Human lumbar spine mechanics are influenced by soft tissue structures. Understanding and properly modeling these structures can help determine pathology, treatment, and implant design and performance. Finite element models of the L4-L5 level of the lumbar spine are often used, which include a representation of the intervertebral disc and spinal ligaments. Validation of these models are typically based on torque rotation data from a single subject or the models use average properties reported in literature. However, experimental testing reports variation up to 40% in ligament stiffness and even greater variability for annulus fibrosis properties. Probabilistic approaches enable consideration of the impact of intersubject variability on model outputs. However, they often require lengthy computation times. The first objective of this dissertation was to develop a methodology to better calibrate constitutive models of the disc using displacement data of intradiscal points across the mid-transverse plane of an L4-L5 lumbar spine disc in addition to kinematics. It was hypothesized that this will result in a more accurate constitutive model. The second objective was to develop a comprehensive probabilistic representation to characterize variability in the parameters describing the soft tissue structures and to develop efficient Monte Carlo simulations methods of a finite element model of the L4-L5 functional spinal unit.
The data used to calibrate constitutive models at intradiscal points across the disc was collected from compression, extension, flexion, and lateral bending. Optimization was used to calibrate the model parameters.
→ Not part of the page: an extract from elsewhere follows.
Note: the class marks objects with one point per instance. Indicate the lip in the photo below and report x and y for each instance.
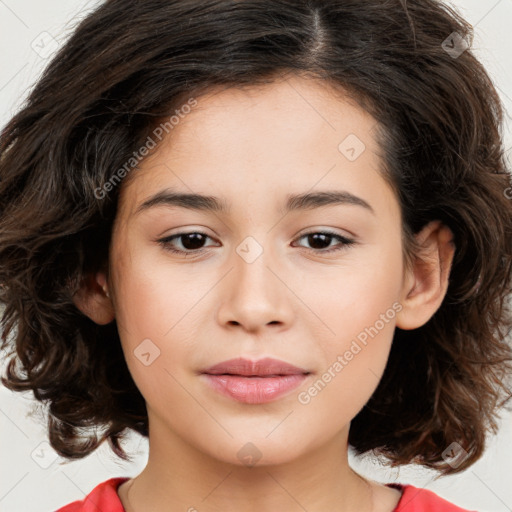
(254, 382)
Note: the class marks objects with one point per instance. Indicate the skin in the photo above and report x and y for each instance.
(252, 148)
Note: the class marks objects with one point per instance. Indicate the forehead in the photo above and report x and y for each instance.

Constitutive model types and the number of zones were compared. The best combination was a linear elastic constitutive model representing the nucleus pulposis and a Holzapfel-Gasser-Ogden model representing the annulus fibrosis divided into anterior, right lateral, left lateral, and posterior zones. The probabilistic representation of the ligaments and disc was determined based on direct mechanical test data as found in the literature. A single stiffness parameter was defined to characterize each ligament, with the anterior longitudinal ligament being the stiffest, while the posterior longitudinal ligament and interspinous ligament had the greatest coefficient of variation of 0.65 and 0.64, respectively. The posterior portion of the annulus fibrosis had the greatest stiffness and greatest variation up to 300% in circumferential loading. This probabilistic representation was used to evaluate the Sobol and descriptive variance reduction sampling methods, which were assessed for efficiency and accuracy in comparison to traditional random Monte Carlo sampling. Comparisons were based on output torque-rotation curves at the 10th and 90th percentile for flexion, extension, axial rotation, and lateral bending. The descriptive sampling technique best matched the random sampling technique, at the extremes of rotation, with a 3.6% mean difference. This was achieved with a 10X reduction in the number of iterations and computation time.
Applications of a more accurately calibrated constitutive model of the NP and AF could be the development of nucleus replacement materials that more closely match the natural NP and prediction of activities which could cause disc herniation. The resulting probabilistic representation can be utilized to include intersubject variability in biomechanics evaluations. The improvements in efficiency of Monte Carlo simulations enable intersubject variability to be considered in a variety of biomechanical evaluations, including design-phase screening of orthopedic implants.